Süne dediğim gibi ruha yerleşirmiş. Ve süne gezginmiş.
Gelecekteki öngörüler ya da geçmişte yaşanılan olayların yönetimi bu ruha aitmiş.
Ve eğer geçmişte bir travma, sarsıntı ya da üzücü bir olay yaşadıysanız ve bunu
hemen atlatmak adına hareket etmediyseniz süne o travmada takılı kalıyormuş. Bilinçli
ya da bilinçsiz bir şekilde sadece en son yaşadığınız o olaya göre günlük
yaşantınızı belirliyor doğal olarakt. Hatta sevgililer ayrıldıklarında belli
zaman sonra onları özleyerek dönem isteklerine karşı koyamaması da kendi
sünelerinin karşısındakinde kalmasından dolayıymış. Başkasında kendini özlemek
gibi bir şey bu. Kavuştuktan, barıştıktan sonra tekrar aynı sorunları
yaşamaları da bu yüzden.
Ben o dönemde torunumun kıyafetlerini kızımın lahana
bebeğine giydirmiştim. Ayrıca küçük hasır sepete torunumun battaniyesinden
oluşan bir yatak hazırlamıştım. Ve benim odamda yatağımın içinde duruyordu ve
ben ona sarılarak iyi geceler dileyerek uyuyabiliyordum. Bize sadece
ambulanstaki ve hastane de ağzında borular takılı olan bir tane resmi hatıra
kalabildi. Ben onun ambulanstaki görüntüsünün büyütülerek alınmış olan
ayaklarının resmini telefonuma koymuştum. Her gün ve her saniye onları
öpüyordum.
Anladım ki benim sünem geçmişte kalmış. Alini’mi
kaybettiğimiz o tarihte takılmış. Orada takılı kaldığı içinde bana resimler ve
hatıralar sürekli o tarihten o andan geliyordu. Acı ve ıstırap dolu resimler ve
anılar.
Anladığım benim sünem yerinde değildi ve ben bu sünenin
nasıl geri gelebileceğini merak etmeye başladım. Çünkü geri getirilebilen bir
durummuş bu. Süneyi bedene çağırmak mümkünmüş. Halk arasında bizler bu süne
durumuna aynı anıları ve acıları yaşamak adına ona sımsıkı tutunmak diyoruz.
Acılardan beslenmekte diğer bir adı. Belki hepimizin bu duruma verdiği farklı
isimlerde vardır.
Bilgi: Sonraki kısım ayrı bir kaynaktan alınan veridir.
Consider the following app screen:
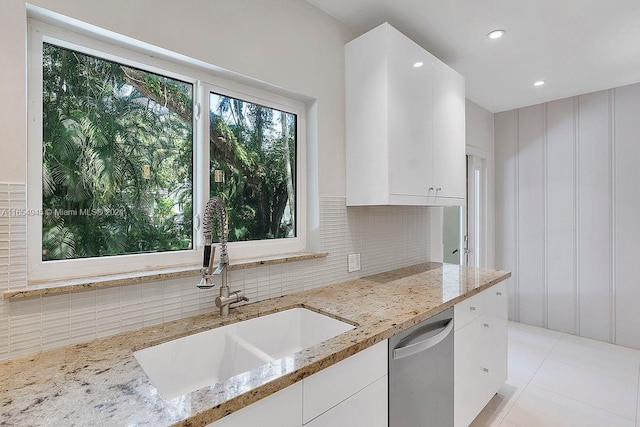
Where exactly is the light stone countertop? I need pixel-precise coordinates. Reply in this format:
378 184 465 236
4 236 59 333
0 262 511 427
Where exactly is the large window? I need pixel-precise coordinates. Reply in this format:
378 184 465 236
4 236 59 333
27 20 306 281
41 43 193 261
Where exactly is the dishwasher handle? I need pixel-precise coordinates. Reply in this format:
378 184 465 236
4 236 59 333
393 319 453 360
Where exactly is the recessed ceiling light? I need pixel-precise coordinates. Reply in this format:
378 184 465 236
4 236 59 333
487 30 506 40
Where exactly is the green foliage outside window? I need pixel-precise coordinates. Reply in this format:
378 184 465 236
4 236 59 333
42 43 193 260
209 93 297 241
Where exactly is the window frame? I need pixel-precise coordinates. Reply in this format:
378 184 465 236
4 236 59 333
26 17 307 283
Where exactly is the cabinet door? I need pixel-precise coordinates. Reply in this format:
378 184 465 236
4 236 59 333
387 28 433 197
209 382 302 427
305 375 388 427
432 59 466 201
302 340 388 423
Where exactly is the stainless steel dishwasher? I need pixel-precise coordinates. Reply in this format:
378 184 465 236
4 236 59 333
389 308 453 427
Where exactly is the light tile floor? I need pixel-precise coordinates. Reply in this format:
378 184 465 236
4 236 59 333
471 322 640 427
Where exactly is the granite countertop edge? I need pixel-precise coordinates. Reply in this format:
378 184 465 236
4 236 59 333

Bende bana söylenen ve yapmam gereken bu konuda ne varsa
yapmaya karar verdim. Torunumun da ruhunu rahat bırakmam gerekiyordu. Bunu hem
kendime, hem çocuklarıma hem de torunuma borçluydum.
Hatta bu konu ile alakalı bir çalışmayı da bundan sonraki
yazımda sizinle paylaşacağım. Bakalım size nasıl gelecek. Siz ne deneyimler
yaşayacaksınız. Sadece ne yaparsanız yapın, iyileşmeye şifalanmaya niyet edin
ve kararlı olun. Yaptığınız güzel çalışmalarda sürdürebilirlik çok önemli.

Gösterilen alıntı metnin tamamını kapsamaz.